Андрей сорвал два больших, восково-желтых яблока и подал Полине.
Идя назад, он невольно старался, чтобы дистанция между ними была не маленькой, поскольку в Минск и правда может полететь кляуза.
Встреча взбудоражила Сахуту. Свое возбуждение он старался не показать ни Виктору, ни тем более Алексею-стукачу. Несколько дней в ушах будто звучали слова: «Пойдем. А то мне захочется еще поцеловать…» Но жизнь вскоре заставила вспомнить ее другую фразу.
Как-то утром настойчиво, тревожно зазвонил телефон. Андрей снял трубку, услышал незнакомый басовитый голос:
— Андрей Матвеевич? Доброе утро! Это прокурор говорит. Лично мы не знакомы, но нужно обсудить одно дело. Лесничество ваше далеко от райцентра. Решили не вызывать…
Андрей сразу насторожился: разговор с прокурором, наверное, не для чужих ушей.

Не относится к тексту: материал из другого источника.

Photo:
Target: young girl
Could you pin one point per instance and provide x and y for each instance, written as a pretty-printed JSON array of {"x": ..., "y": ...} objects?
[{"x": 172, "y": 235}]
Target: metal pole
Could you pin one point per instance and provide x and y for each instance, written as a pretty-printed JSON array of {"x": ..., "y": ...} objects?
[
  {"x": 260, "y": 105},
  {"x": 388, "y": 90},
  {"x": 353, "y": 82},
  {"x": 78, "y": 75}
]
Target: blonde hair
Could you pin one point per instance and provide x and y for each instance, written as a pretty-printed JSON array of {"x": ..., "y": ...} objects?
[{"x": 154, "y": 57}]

— Прошу прощения, одну минутку, — вышел в первую комнату, сказал Алексею: «Позовите, пожалуйста, бригадира с пилорамы». — «Там еще никого нет». — «Сходите, так будем знать точно. Чтобы потом спросить за опоздание». Алексей неохотно двинулся за порог. Сахута бросился к телефону:
— Слушаю вас внимательно…
— На территории вашего лесничества на днях задержали браконьеров. Лося завалили. Сдирали шкуру, когда их накрыла инспекция. Составили акт. Наш следователь занимался этим делом. Браконьеров вы знаете. Все трое родом из Хатыничей. Иван Сыродоев, бывший председатель сельсовета, конюх Семен Чукила, заведовал магазином в Хатыничах, и бригадир Константин Воронин, также ваш односельчанин. Знаете их?

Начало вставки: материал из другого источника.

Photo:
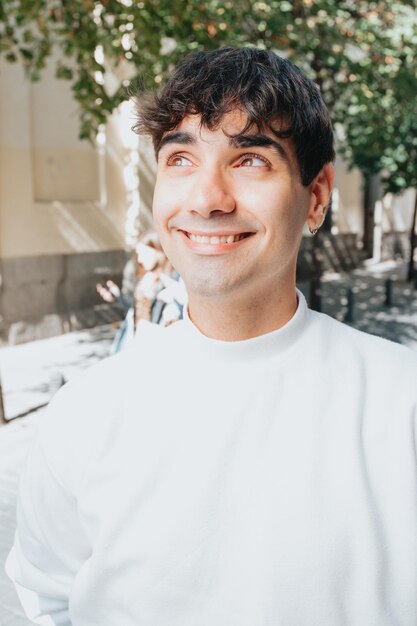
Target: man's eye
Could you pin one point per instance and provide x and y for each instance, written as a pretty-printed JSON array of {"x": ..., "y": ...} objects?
[
  {"x": 253, "y": 160},
  {"x": 178, "y": 160}
]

— Знаю, но давно не видел.
— Как — не видели? Они говорят, что спрашивали у вас разрешения…
— Это вранье. В лесничество приезжал Сыродоев выписать дров. Между делом спросил, можно ли купить лицензию на лося. Я ответил, что охотничий сезон на копытных еще не открыт. И что я не в курсе, имеем ли мы право продавать лицензии, что мне нужно разобраться… Какое может быть разрешение?!
— Короче, дело передаем в суд. Я постарался, чтобы ваша фамилия не фигурировала. Человек вы новый. Мы все учли. Это вам информация для размышления.
Прокурор попрощался. Андрей осторожно положил трубку, глянул в соседнюю комнату — бухгалтера на месте не было. Вздохнул с облегчением: этот доносчик не подслушал. Почувствовал, как в висках пульсирует кровь. Он грустно смотрел на оголившиеся деревья старого сада, на серое низкое небо. Сразу неуютно стало в кабинете-закуте, уныло и скорбно на душе. Невольно мелькнула мысль, что правду говорила Полина: отсюда можно попасть не только на повышение, но и в тюрьму, поскольку могут подвести под монастырь.
Хроника БЕЛТА, других мировых агентств, 1991 г.
3 ноября. Архангельск. Здесь будет построен завод по производству одноразовых шприцев. Заключен контракт с испанской фирмой «Фаберсанитас».
4 ноября. Гомель. Ученые Белорусского института лесного хозяйства рекомендуют сажать лес в радиационной зоне с помощью вертолета.
9 ноября. Москва. Свыше 10 тысяч коммунистов пришли на Красную площадь, чтобы отметить 74-ю годовщину Октябрьской революции. Ораторы критиковали руководство страны, называли его «изменнической кликой Горбачева-Ельцина».
11 ноября. Нью-Йорк. Газета «Нью-Йорк таймс» сообщает, что официальные лица в Вашингтоне, Токио и Сеуле встревожены свидетельствами того, что Северная Корея ближе к овладению ядерным оружием, чем считалось раньше.